Last Friday, we filed our opening summary judgment brief in Center for Environmental Science, Accuracy & Reliability, et al. v. United States Fish & Wildlife Service, our challenge to the Endangered Species Act listing of the coastal California gnatcatcher. The ESA authorizes the listing of “subspecies” but neither the statute, nor any regulation, nor any guidance, defines just what a “subspecies” is. A few years ago, we submitted a petition to the Service arguing that recent genetic studies reveal that, under any reasonable definition of “subspecies,” the gnatcatcher isn’t one. Not surprisingly, the Service denied our petition, but the agency’s denial provides no definition for subspecies. In essence, the Service is operating under the “we’ll know it when we see it” principle, which mode of government operation invites arbitrary decision-making. Our summary judgment brief argues that the Service’s no-explanation denial is illegal, and that the agency must on remand articulate a clear and reasonable subspecies definition in deciding whether to grant our delisting petition. For more, see our blog post here.

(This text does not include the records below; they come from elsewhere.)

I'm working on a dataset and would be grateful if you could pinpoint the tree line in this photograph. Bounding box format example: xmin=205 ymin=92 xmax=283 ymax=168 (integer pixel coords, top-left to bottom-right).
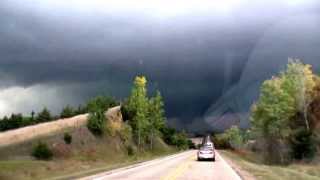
xmin=215 ymin=59 xmax=320 ymax=164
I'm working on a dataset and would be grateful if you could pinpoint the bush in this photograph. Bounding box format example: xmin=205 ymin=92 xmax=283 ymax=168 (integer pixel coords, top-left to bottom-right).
xmin=213 ymin=134 xmax=231 ymax=149
xmin=60 ymin=105 xmax=75 ymax=118
xmin=127 ymin=145 xmax=136 ymax=156
xmin=87 ymin=111 xmax=106 ymax=136
xmin=36 ymin=108 xmax=52 ymax=123
xmin=63 ymin=133 xmax=72 ymax=144
xmin=119 ymin=123 xmax=132 ymax=143
xmin=32 ymin=142 xmax=53 ymax=160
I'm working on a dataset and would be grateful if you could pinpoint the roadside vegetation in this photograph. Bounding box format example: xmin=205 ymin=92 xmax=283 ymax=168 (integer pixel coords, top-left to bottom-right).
xmin=0 ymin=76 xmax=194 ymax=179
xmin=214 ymin=59 xmax=320 ymax=179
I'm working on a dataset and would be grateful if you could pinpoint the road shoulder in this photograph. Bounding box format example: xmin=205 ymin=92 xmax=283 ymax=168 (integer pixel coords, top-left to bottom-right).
xmin=218 ymin=151 xmax=256 ymax=180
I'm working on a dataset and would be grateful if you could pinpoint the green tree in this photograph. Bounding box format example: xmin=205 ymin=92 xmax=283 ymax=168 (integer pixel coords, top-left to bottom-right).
xmin=60 ymin=105 xmax=75 ymax=118
xmin=36 ymin=107 xmax=52 ymax=123
xmin=251 ymin=77 xmax=295 ymax=163
xmin=283 ymin=59 xmax=316 ymax=131
xmin=251 ymin=59 xmax=316 ymax=162
xmin=128 ymin=76 xmax=149 ymax=147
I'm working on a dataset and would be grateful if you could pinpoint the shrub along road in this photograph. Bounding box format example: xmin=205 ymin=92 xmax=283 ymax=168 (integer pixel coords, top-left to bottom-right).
xmin=83 ymin=151 xmax=241 ymax=180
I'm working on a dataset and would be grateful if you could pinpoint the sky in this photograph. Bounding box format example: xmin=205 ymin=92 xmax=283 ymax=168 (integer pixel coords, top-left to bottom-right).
xmin=0 ymin=0 xmax=320 ymax=131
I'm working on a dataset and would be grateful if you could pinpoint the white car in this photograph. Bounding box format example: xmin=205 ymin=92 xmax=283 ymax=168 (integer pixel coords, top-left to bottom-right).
xmin=197 ymin=146 xmax=216 ymax=161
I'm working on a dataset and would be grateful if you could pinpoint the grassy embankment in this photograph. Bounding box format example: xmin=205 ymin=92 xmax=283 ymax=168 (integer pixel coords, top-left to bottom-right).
xmin=0 ymin=117 xmax=177 ymax=180
xmin=220 ymin=151 xmax=320 ymax=180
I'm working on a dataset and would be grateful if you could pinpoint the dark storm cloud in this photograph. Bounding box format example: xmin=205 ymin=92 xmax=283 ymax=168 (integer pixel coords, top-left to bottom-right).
xmin=0 ymin=1 xmax=319 ymax=131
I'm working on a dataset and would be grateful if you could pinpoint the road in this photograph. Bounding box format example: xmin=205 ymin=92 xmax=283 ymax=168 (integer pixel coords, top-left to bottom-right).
xmin=83 ymin=151 xmax=241 ymax=180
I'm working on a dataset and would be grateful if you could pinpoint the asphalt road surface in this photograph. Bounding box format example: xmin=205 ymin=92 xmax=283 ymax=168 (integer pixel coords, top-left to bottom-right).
xmin=83 ymin=151 xmax=241 ymax=180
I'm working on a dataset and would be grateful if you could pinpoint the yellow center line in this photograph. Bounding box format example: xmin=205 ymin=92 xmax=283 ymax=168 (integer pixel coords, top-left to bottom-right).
xmin=161 ymin=155 xmax=195 ymax=180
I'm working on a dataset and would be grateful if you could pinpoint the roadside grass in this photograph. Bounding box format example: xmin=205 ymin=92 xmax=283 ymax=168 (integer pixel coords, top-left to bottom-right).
xmin=0 ymin=139 xmax=177 ymax=180
xmin=219 ymin=150 xmax=320 ymax=180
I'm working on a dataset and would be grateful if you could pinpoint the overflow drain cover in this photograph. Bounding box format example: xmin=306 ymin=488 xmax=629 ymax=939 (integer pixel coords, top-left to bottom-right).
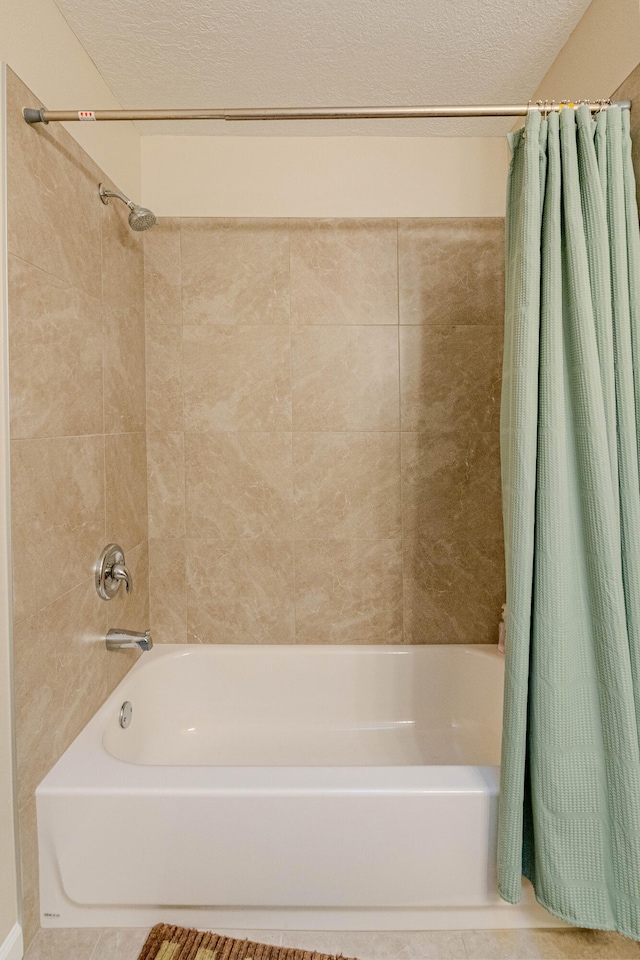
xmin=120 ymin=700 xmax=133 ymax=730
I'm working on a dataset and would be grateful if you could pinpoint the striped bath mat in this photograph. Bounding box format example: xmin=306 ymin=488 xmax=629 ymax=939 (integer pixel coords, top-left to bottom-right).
xmin=138 ymin=923 xmax=356 ymax=960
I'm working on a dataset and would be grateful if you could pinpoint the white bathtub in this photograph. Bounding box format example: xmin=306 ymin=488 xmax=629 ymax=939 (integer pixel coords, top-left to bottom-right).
xmin=36 ymin=644 xmax=557 ymax=929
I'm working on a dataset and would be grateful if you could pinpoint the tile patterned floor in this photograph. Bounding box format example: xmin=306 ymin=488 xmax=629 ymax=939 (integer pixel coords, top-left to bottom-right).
xmin=25 ymin=928 xmax=640 ymax=960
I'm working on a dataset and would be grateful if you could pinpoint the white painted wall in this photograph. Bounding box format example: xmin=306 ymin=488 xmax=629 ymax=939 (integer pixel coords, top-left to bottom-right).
xmin=142 ymin=137 xmax=508 ymax=217
xmin=531 ymin=0 xmax=640 ymax=109
xmin=0 ymin=0 xmax=141 ymax=199
xmin=0 ymin=64 xmax=22 ymax=957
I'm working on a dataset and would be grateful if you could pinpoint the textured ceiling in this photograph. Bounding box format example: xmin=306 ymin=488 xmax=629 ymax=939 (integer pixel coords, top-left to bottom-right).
xmin=49 ymin=0 xmax=589 ymax=136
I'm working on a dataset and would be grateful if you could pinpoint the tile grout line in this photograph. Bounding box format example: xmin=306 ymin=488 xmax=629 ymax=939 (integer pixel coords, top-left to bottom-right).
xmin=288 ymin=217 xmax=298 ymax=644
xmin=396 ymin=218 xmax=407 ymax=644
xmin=178 ymin=217 xmax=189 ymax=643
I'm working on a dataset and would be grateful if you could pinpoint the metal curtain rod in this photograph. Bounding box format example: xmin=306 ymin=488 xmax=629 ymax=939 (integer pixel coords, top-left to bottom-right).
xmin=22 ymin=100 xmax=631 ymax=123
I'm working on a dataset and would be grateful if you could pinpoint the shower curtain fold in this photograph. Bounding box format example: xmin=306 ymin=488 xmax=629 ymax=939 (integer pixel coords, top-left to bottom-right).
xmin=498 ymin=107 xmax=640 ymax=939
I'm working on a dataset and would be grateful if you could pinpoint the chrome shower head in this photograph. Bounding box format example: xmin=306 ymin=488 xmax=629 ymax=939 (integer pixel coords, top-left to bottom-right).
xmin=129 ymin=203 xmax=156 ymax=230
xmin=98 ymin=184 xmax=156 ymax=231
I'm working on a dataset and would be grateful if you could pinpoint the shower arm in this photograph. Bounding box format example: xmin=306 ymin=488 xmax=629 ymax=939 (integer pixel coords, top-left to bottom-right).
xmin=22 ymin=100 xmax=631 ymax=123
xmin=99 ymin=184 xmax=135 ymax=210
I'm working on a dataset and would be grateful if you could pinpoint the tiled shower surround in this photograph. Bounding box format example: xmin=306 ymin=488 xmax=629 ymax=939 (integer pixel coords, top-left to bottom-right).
xmin=7 ymin=70 xmax=149 ymax=944
xmin=7 ymin=65 xmax=504 ymax=943
xmin=144 ymin=218 xmax=504 ymax=643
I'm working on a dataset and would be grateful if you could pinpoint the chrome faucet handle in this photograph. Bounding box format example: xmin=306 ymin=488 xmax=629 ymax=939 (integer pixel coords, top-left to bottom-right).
xmin=96 ymin=543 xmax=133 ymax=600
xmin=106 ymin=627 xmax=153 ymax=650
xmin=109 ymin=563 xmax=133 ymax=593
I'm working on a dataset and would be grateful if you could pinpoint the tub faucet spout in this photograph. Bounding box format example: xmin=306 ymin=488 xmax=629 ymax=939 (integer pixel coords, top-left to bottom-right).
xmin=107 ymin=627 xmax=153 ymax=650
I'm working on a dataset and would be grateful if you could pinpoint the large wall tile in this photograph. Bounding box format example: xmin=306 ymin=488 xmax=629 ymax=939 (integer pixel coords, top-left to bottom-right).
xmin=13 ymin=577 xmax=108 ymax=805
xmin=291 ymin=326 xmax=399 ymax=432
xmin=11 ymin=436 xmax=105 ymax=622
xmin=403 ymin=537 xmax=505 ymax=643
xmin=293 ymin=432 xmax=400 ymax=539
xmin=9 ymin=256 xmax=102 ymax=439
xmin=402 ymin=431 xmax=502 ymax=540
xmin=181 ymin=218 xmax=289 ymax=326
xmin=100 ymin=194 xmax=144 ymax=316
xmin=147 ymin=433 xmax=186 ymax=537
xmin=149 ymin=538 xmax=187 ymax=643
xmin=187 ymin=539 xmax=294 ymax=643
xmin=398 ymin=218 xmax=504 ymax=325
xmin=103 ymin=304 xmax=146 ymax=433
xmin=7 ymin=71 xmax=104 ymax=297
xmin=182 ymin=326 xmax=291 ymax=432
xmin=146 ymin=323 xmax=184 ymax=434
xmin=105 ymin=433 xmax=148 ymax=552
xmin=290 ymin=220 xmax=398 ymax=324
xmin=7 ymin=70 xmax=149 ymax=945
xmin=185 ymin=432 xmax=293 ymax=540
xmin=295 ymin=540 xmax=402 ymax=643
xmin=400 ymin=326 xmax=502 ymax=435
xmin=143 ymin=217 xmax=182 ymax=324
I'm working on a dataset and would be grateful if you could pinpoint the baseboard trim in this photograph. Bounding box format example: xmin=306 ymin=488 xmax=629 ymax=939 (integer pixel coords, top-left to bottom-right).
xmin=0 ymin=923 xmax=24 ymax=960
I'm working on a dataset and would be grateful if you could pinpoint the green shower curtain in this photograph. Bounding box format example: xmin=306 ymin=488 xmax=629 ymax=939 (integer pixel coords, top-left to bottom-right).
xmin=498 ymin=106 xmax=640 ymax=939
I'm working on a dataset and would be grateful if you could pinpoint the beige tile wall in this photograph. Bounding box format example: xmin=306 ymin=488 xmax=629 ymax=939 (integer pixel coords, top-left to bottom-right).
xmin=7 ymin=70 xmax=149 ymax=943
xmin=144 ymin=218 xmax=504 ymax=643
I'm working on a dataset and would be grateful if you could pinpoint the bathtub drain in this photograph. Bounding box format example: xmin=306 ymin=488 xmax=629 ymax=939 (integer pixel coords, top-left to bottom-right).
xmin=120 ymin=700 xmax=133 ymax=730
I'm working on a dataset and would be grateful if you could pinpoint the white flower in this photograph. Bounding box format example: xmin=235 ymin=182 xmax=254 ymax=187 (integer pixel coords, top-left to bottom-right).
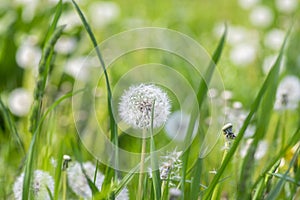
xmin=275 ymin=0 xmax=298 ymax=13
xmin=274 ymin=75 xmax=300 ymax=110
xmin=238 ymin=0 xmax=260 ymax=9
xmin=119 ymin=84 xmax=171 ymax=129
xmin=54 ymin=36 xmax=77 ymax=54
xmin=64 ymin=57 xmax=89 ymax=81
xmin=230 ymin=43 xmax=257 ymax=66
xmin=88 ymin=1 xmax=120 ymax=28
xmin=250 ymin=5 xmax=274 ymax=28
xmin=264 ymin=29 xmax=285 ymax=50
xmin=16 ymin=38 xmax=42 ymax=69
xmin=67 ymin=162 xmax=129 ymax=200
xmin=165 ymin=111 xmax=199 ymax=141
xmin=13 ymin=170 xmax=54 ymax=200
xmin=263 ymin=55 xmax=286 ymax=74
xmin=8 ymin=88 xmax=33 ymax=117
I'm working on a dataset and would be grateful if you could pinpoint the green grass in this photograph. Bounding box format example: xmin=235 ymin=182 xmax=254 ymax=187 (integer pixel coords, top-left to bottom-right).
xmin=0 ymin=0 xmax=300 ymax=200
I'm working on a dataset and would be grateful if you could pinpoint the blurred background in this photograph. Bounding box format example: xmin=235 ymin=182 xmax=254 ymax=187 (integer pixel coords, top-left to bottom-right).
xmin=0 ymin=0 xmax=300 ymax=198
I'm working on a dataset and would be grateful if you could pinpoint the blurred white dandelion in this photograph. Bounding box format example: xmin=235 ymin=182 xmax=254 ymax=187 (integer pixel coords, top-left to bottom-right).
xmin=274 ymin=75 xmax=300 ymax=110
xmin=238 ymin=0 xmax=260 ymax=9
xmin=88 ymin=1 xmax=120 ymax=28
xmin=249 ymin=5 xmax=274 ymax=28
xmin=264 ymin=29 xmax=285 ymax=51
xmin=67 ymin=162 xmax=129 ymax=200
xmin=262 ymin=55 xmax=286 ymax=74
xmin=8 ymin=88 xmax=33 ymax=117
xmin=16 ymin=38 xmax=42 ymax=69
xmin=275 ymin=0 xmax=299 ymax=13
xmin=55 ymin=36 xmax=77 ymax=54
xmin=165 ymin=111 xmax=198 ymax=142
xmin=230 ymin=43 xmax=257 ymax=67
xmin=13 ymin=170 xmax=54 ymax=200
xmin=64 ymin=57 xmax=89 ymax=81
xmin=119 ymin=84 xmax=171 ymax=129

In Rentberry v. City of Seattle, PLF is challenging a year-long moratorium that Seattle imposed on innovative websites that allow tenants to bid for rental housing. The city has no evidence that these sites hurt anyone or clash with fair housing laws, but the city’s first instinct is to ban them anyway while it studies the websites further. This week, we asked the federal court to halt the website ban during litigation because this knee-jerk assault on web innovation so clearly violates the First Amendment.
This week PLF filed a reply brief in Cherk v. County of Marin on behalf of the Cherk family, who spent nearly a decade getting a permit to split a single, vacant residentially-zoned piece of land in Marin County, California into two developable lots. Early in the process, County officials suggested they wait a year or two while the county land use ordinances were updated, on the premise that the new law might allow their lot to be profitably split in thirds rather than in half. They did wait, but the new ordinance was not at all helpful to the Cherks: it restricted development just as tightly as the earlier version, but also authorized the County to impose a new, nearly $40,000 “affordable housing fee” as a condition of getting thee permit. They ultimately paid and then joined with PLF to sue for a refund because the fee is an “unconstitutional condition” under federal law and a violation of state law against extortionate permit fees. We now await oral argument, likely to take place within the next 12 months in San Francisco.